According to the International Labour Organisation’s conventions, all labour issues must be discussed at tripartite forums of the government, employees and employers.

“I pointed out that no ILC meeting has been held since 2015 and (such consultations) are now limited to officials. As we said earlier, this is the first time in history that the trade unions are being excluded (from such consultations),” Unnithan told The Telegraph on Monday.

“The BMS believes that nothing should be done to weaken the consultative mechanism and that doing so would eventually destabilise the trade union system. But, unfortunately, that is what is happening.”

The trade unions have also criticised as “anti-worker” four labour codes — on wages; industrial relations; social security; and occupational safety, health and working conditions — that the government has enacted by merging a host of labour laws.

While the labour code was passed in Parliament in 2019, the others were passed the following year. But their implementation has been delayed partly because of staunch opposition from industry.
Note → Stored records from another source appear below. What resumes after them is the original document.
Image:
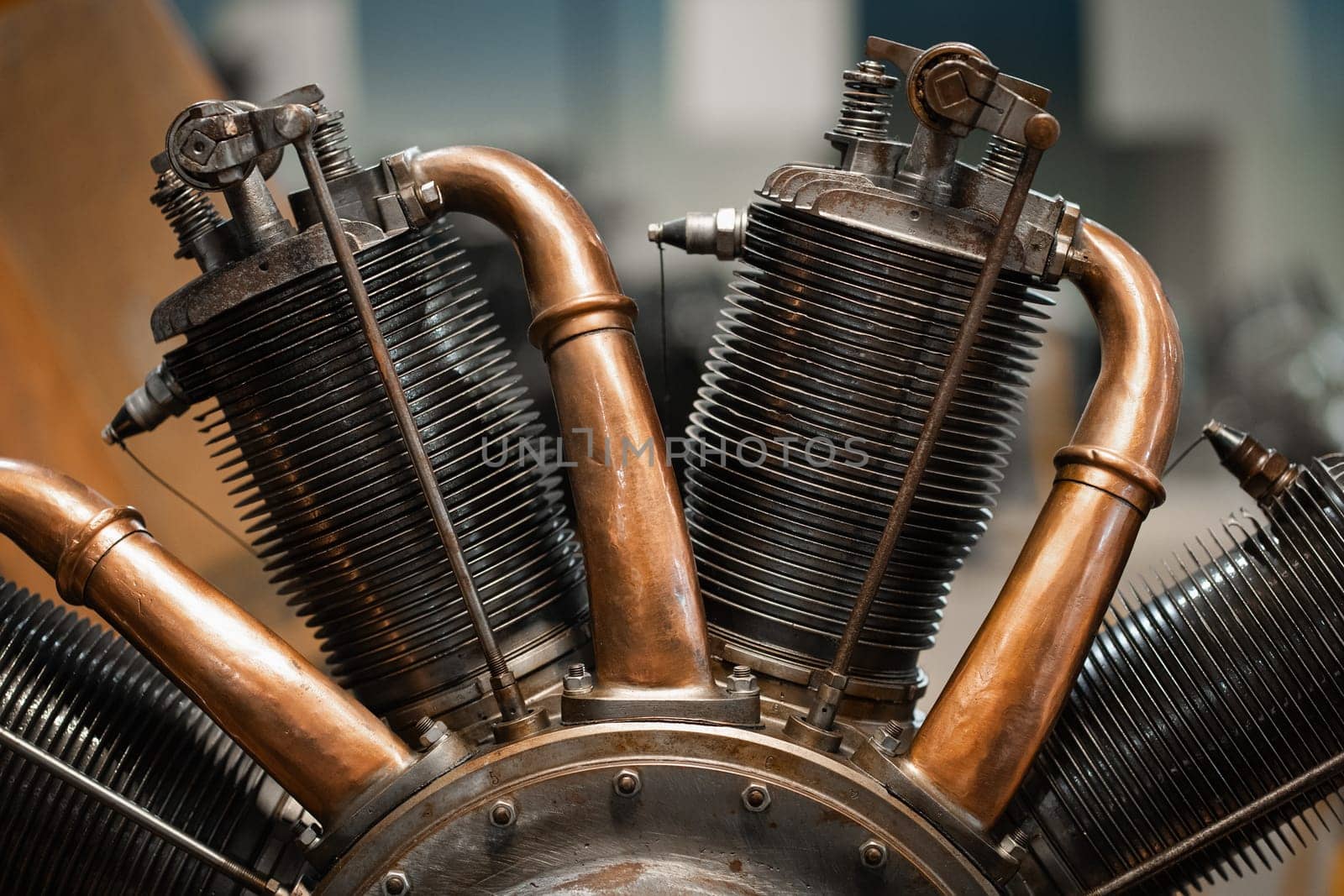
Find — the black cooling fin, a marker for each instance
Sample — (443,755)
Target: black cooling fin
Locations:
(842,336)
(311,446)
(87,696)
(1213,683)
The BMS has welcomed much of the content of the labour codes while raising concerns at certain segments of the industrial relations code that make it easier for employers to retrench employees.

“We don’t oppose the government for the sake of opposing it, but we never hold back where objections and criticisms are called for,” Unnithan said.

Rajya Sabha MP and CPI central secretariat member Binoy Viswam welcomed the BMS’s position on certain issues relating to labour rights although the RSS-backed body usually stays away from general strikes.

“It has been our practice to invite leaders from all trade unions to our national conferences. Their leader (Unnithan) attended our inaugural session and spoke against certain policies of the NDA government,” Viswam told this newspaper on Monday.

The Aituc event in Alappuzha is being attended by about 2,000 delegates from across the country. Among the key issues that have come up during the discussions is the demand for a reversion to the old pension scheme, under which the government paid a retired worker every month an amount equal to half their last-drawn salary.